Saturday, September 17, 2011

Paying For It

by Chester Brown

It's been a few days since I've finished reading this book, but I wanted to take a while before writing about it, as I'm not sure how I feel about it.

Basically, Chester Brown gives us a journal of his experiences with prostitutes and escorts, in both in-call and out-call situations.  We also get to read a fair amount about his justifications and rationale for this behaviour, and the reactions of some of this closest friends with regards to it.

After having a slow breakup with his last girlfriend (they continued to live together, but her new boyfriend moved in), Brown decided to use prostitutes to satisfy his sexual needs, and to no longer seek relationships with women beyond the monetary kind.  We follow him through a few years of his whoring, as he goes from being a timid john utilizing a pseudonym, to developing a monogamous relationship with one particular woman who he loves, but continues to pay for services rendered.
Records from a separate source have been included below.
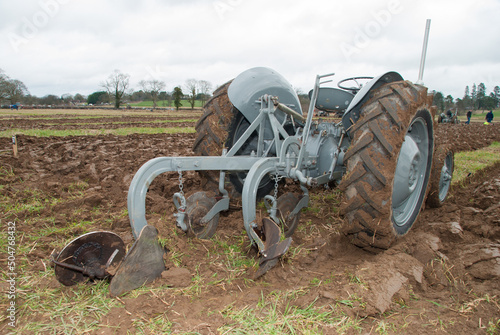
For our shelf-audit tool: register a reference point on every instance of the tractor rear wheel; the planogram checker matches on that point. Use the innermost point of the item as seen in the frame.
(388, 165)
(212, 130)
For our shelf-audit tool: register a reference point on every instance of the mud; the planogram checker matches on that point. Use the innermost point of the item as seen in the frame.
(441, 270)
(71, 122)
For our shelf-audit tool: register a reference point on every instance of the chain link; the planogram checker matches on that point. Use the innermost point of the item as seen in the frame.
(276, 179)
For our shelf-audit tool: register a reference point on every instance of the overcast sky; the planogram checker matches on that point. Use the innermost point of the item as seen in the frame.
(70, 46)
While the book avoids being particularly graphic, it is indeed pretty explicit in a number of places.  This is definitely not a book for someone who enjoyed Louis Riel and wanted to read more of his stuff (although that's more or less how I came to read it).  Brown gives each woman their own chapter, and gives us as faithful a rendition of their encounter as he can, allowing for the shoddiness of memory, and his desire to protect the identities of these women.  It does seem like he's getting (and paying for) a lot of sex, but it's worth paying attention to the dates listed, as he has carefully organized the time between his encounters.

A book like this is sure to raise all sorts of opinions and questions.  I can see how this arrangement worked for Brown, but recognize that it's not for me.  He doesn't shy away from issues of human trafficking and sexual slavery, but also appear to ever reject a woman if she suspects that her involvement with him is not purely consensual.  Brown fills the last twenty-five pages of the book (before his voluminous notes) with 23 appendices designed to share his views on topics like exploitation, pimping, violence, and Nevada's brothels.  It's a very informative book, opening a window onto a world I am pretty unaware of.  The fact that Brown lives in my city adds particular relevance to the book for me.

This is probably the most honest in a long line of autobiographical and confessional graphic novels completed by Brown and his circle.  I have no doubt that it's an important book; I'm just not sure how much I enjoyed it.  I did find it compulsively readable, but like Brown's meetings with Anne in the book, it left me feeling kind of empty afterwards.